At that time, there is more latency.
Nikolay: It's a good CPU if 25,000,
30,000 messages per second.
Because for PgBouncer on modern
Intel and AMD, I didn't see more
than 20 messages per second.
We can compare this like also messages
per second.
PgBouncer processes transactions
just by passing them to backends,
Postgres backends and returning
the result.
And the logical replication also
similar, some messages, just
some messages, right?
Different type of work because
decoding maybe is more consuming
but 30,000 sounds very good.
Sai: Yeah, 100%, but the thing is
it has to be done well, no I mean
like it has to be done properly
because one of the tips that
we do right, like which have seen
lack in a few ETL tools, is always
consuming the slot we cannot give
up on consuming the slot we
need to constantly consume the
slot and flush the slot right
and not to lag and the thing
is if you give up and start
reading it again, it doesn't read
from the confirmed flush LSN
it reads from the restart LSN.
And sometimes that restart LSN
can be very like old.
And I don't want to get into when
Postgres updates the restart
LSN because it's a more complicated
thing.
But the idea is when I give up the connection and reacquire the connection
again, it starts from the restart LSN, which can increase my
decoding times a lot.
So this is very common.
When we initially built pglogical, if the slot size was 150, 200 gigs,
we were giving up the connection periodically.

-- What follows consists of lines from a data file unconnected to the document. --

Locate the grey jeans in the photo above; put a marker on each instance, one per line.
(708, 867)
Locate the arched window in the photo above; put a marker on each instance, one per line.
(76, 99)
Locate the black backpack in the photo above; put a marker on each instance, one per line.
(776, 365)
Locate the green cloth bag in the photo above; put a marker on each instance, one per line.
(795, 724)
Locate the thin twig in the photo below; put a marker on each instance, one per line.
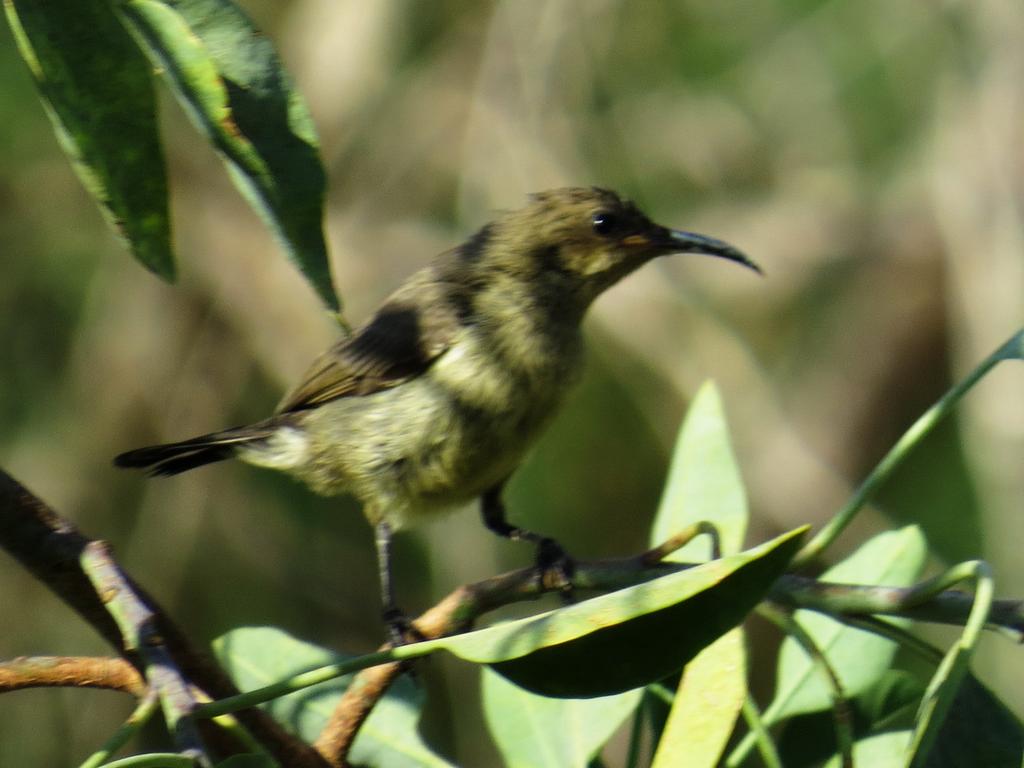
(49, 547)
(79, 672)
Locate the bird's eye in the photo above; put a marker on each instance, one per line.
(604, 223)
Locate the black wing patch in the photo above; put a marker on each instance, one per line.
(396, 345)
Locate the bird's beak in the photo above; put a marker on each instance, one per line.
(667, 241)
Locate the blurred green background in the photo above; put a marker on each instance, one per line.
(868, 155)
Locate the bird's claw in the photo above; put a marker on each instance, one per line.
(555, 568)
(399, 630)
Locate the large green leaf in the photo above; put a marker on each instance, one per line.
(231, 83)
(709, 699)
(591, 648)
(535, 731)
(259, 655)
(978, 730)
(97, 89)
(859, 658)
(704, 481)
(705, 485)
(883, 751)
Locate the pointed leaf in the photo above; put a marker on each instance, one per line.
(259, 655)
(535, 731)
(227, 76)
(704, 714)
(704, 481)
(97, 88)
(705, 485)
(589, 649)
(883, 751)
(248, 761)
(894, 558)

And whenever this slot is big, for like 10, 15 minutes, it was
just stuck in Walreader.
It was not even getting 1 change.
So that is one tip I recommend, where you always consume the replication
slot.
Nikolay: I was trying to recall another problem I saw when I
inspected what's happening if you start using multiple slots.

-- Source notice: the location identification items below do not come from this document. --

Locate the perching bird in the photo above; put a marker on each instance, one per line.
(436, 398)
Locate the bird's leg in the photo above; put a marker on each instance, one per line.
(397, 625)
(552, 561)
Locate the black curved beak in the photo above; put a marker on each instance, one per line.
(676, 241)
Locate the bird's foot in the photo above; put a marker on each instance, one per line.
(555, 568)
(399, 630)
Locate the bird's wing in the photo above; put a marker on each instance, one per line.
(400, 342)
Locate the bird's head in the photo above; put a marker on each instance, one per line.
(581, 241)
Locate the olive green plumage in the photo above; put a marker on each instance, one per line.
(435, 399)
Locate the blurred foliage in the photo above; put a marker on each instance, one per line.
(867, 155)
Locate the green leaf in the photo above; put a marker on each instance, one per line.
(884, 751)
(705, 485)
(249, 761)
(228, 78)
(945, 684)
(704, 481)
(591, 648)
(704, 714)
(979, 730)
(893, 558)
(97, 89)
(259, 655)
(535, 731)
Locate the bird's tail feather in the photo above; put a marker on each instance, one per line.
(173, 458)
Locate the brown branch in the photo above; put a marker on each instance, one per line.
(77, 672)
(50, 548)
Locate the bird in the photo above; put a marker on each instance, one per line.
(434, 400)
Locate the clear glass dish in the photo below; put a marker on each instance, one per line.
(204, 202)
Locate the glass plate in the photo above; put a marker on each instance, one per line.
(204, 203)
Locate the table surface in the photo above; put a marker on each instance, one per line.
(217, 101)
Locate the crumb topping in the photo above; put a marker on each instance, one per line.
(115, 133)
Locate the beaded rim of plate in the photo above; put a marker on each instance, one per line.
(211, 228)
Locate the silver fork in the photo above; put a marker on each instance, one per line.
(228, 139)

And it's kind of an interesting problem when you start publishing
changes to a single slot you use for all tables, for example.
For example, for upgrade, it makes sense.
And this is great.
It works very well.
But if you start distributing tables among multiple slots, you
need to alter the table, I think.
Anyway, you need a lock for each table individually in the group.
So you divide groups, and then you need to start publishing changes.
And this is a similar lock as, like DDL, basically.
No, not similar.
It's not an exclusive lock, but it's surely.
I remember it was, it got stuck.
It was not, it's not an exclusive lock.
Yeah.
So it's, it's not that bad as, as altering a table and adding a column.
So I remember it got stuck.
It couldn't complete, but at least it didn't block others.
Sai: Right.
And was this while creating the multiple slots, or was this just
like creating publications?
Nikolay: Creating a publication.
So you specify tables for which you need to create a publication.
And this needs to acquire locks on all of them.
It can be successful for some of them, not successful for others.
It's a single operation, so you're waiting.
And this is not good.
But not as bad as DDL, which can block selects, which come after.
We discussed many times how dangerous it can be under heavy load.
Yeah, that's interesting.
Anyway, multiple slots are tricky.
This is the lesson here.
So you need to test and learn before using them.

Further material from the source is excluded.